On February 24th and 25th Italian parliamentary elections will be held. The electoral system in place is referred to in Italy as the “Calderoli law”, approved in 2005 and already used in the 2006 and 2008. Both the Chamber of Deputies and the Senate are elected with a proportional system with a majority premium. The two systems however are not identical. For the Chamber of Deputies it is a majority-assuring system. The party or coalition of parties that gets a plurality of the votes at the national level is guaranteed 54% of the seats (340) regardless of its percentage of votes [JT: Unless it gets more than 54% of the vote – which won’t happen in this election – but in that case it would get the correct proportion. It is only a bonus, never a penalty.] In the case of coalitions the votes of all its parties are counted for determining who gets the majority bonus. The remaining seats are allocated proportionally among the losers which meet the conditions for gaining representation. For parties running alone the threshold for getting seats is 4%. For parties running in coalition the threshold is 2%, provided their coalition gets at least 10% of the votes. For each coalition with more than 10% the largest party below the 2% threshold is entitled to receive seats. Party lists are closed.

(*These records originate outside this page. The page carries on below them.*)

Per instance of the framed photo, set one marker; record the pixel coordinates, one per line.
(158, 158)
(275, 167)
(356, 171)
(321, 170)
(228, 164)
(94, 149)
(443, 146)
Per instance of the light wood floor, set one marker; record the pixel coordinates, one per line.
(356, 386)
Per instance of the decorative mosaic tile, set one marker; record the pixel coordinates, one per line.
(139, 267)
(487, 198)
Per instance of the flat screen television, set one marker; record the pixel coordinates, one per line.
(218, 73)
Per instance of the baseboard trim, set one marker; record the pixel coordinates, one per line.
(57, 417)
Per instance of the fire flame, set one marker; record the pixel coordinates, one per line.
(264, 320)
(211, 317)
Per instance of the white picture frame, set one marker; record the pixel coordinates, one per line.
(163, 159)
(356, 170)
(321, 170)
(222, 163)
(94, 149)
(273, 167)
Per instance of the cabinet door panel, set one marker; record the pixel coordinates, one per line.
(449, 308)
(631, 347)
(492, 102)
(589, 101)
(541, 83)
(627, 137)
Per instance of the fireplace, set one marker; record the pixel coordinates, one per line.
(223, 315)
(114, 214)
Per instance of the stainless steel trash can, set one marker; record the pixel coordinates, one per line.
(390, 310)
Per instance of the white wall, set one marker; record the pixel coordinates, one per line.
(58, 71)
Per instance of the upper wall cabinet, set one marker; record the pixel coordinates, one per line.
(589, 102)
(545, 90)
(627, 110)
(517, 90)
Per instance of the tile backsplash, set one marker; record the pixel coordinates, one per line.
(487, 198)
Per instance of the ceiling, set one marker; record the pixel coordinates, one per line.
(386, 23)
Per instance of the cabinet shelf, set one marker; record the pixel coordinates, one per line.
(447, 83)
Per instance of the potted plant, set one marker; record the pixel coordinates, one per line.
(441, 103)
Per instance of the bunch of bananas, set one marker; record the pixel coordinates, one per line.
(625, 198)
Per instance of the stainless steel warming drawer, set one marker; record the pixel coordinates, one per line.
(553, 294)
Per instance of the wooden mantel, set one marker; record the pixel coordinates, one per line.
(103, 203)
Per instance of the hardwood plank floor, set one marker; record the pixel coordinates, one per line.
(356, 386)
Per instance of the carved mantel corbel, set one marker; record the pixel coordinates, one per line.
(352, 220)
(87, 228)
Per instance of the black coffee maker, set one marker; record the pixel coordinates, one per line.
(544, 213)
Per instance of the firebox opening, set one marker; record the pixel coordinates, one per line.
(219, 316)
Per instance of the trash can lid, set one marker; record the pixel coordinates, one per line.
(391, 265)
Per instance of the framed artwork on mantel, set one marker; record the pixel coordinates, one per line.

For the Senate the system is similar to that of the Chamber but it is not majority-assuring. The major difference is that the majority bonus is allocated at the regional level. In 17 out of 20 regions the party or coalition of parties that gets a plurality of the votes is guaranteed 55% of the seats assigned to each region regardless of its percentage of votes. In the case of coalitions the votes of all parties in the coalition are counted for determining who gets the majority bonus. The remaining seats are allocated proportionally among the losers which meet the conditions for gaining representation. For parties running alone the threshold for receiving seats is 8%. For parties running in coalition the threshold is 3%, provided their coalition gets at least 20% of the votes. Party lists are closed.
The regional allocation of the majority premiums in the Senate makes it difficult achieving an absolute majority of seats. Even a party or coalition with a 5-8 percentage point lead at the national level might not be able to get 158 out of 350 seats. This can happen if it loses in 2 of the largest regions and it is particularly true in a multipolar situation such as exists now.
An important element to consider is that in our parliamentary system the government must receive a confidence vote by both Houses. A non-confidence vote by either of the two legislative houses entails the resignation of the government.